Metteur en scène de cinéma américain (Goshen, Indiana, 1896).


Après avoir été aviateur puis instructeur dans un camp texan pendant la Première Guerre mondiale, Howard Hawks débute dans la profession cinématographique comme scénariste chez Jesse Lasky à la Paramount. Après un court séjour à la MGM en 1924, il est engagé par William Fox l’année suivante comme réalisateur (The Road to Glory). Son premier film important est Une fille dans chaque port (A Girl in Every Port, 1928), avec Louise Brooks et Victor McLaglen.
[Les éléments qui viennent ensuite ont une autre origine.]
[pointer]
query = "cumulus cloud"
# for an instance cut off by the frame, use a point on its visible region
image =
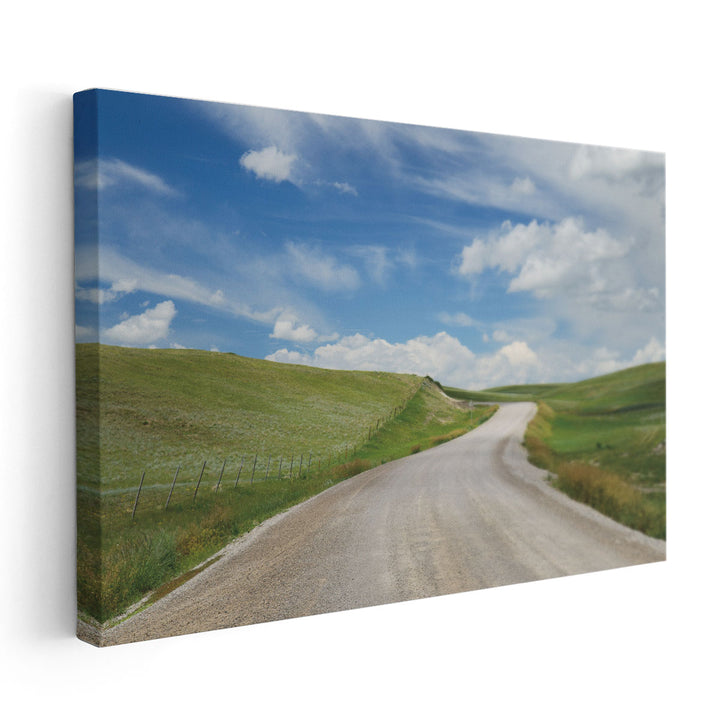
(148, 327)
(563, 260)
(442, 356)
(269, 163)
(345, 188)
(289, 327)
Il affronte dès 1930 des genres très différents (sujets de guerre ; films d’aviation, films policiers, comédies sophistiquées, westerns) : la Patrouille de l’aube (The Dawn Patrol, 1930), le Code criminel (The Criminal Code, 1931), Scarface (1932, mais réalisé en 1930 et bloqué par la censure), La foule hurle (The Crowd roars, 1932), le Harpon rouge (Tiger Shark, 1932), Après nous le déluge (Today we live, 1933), Viva Villa (1934, film terminé et signé par Jack Conway après un différend entre Hawks et Louis B. Mayer), Train de luxe (Twentieth Century, 1934), Ville sans loi (Barbary Coast, 1935), l’Impossible M. Bébé (Bringing up Baby, 1938), Seuls les anges ont des ailes (Only Angels have Wings, 1939), la Dame du vendredi (His Girl Friday, 1939), Sergent York (Sergeant York, 1941), Air Force (1943), le Port de l’angoisse (To have and have not, 1945), le Grand Sommeil (The Big Sleep, 1946), la Rivière rouge (Red River, 1948), Allez coucher ailleurs (I was a Male War Bride, 1949), la Captive aux yeux clairs (The Big Sky, 1952), Chérie je me sens rajeunir (Monkey Business, 1952), Les hommes préfèrent les blondes (Gentlemen prefer Blondes, 1953), Rio Bravo (1958), Hatari (1962), El Dorado (1965), Rio Lobo (1970).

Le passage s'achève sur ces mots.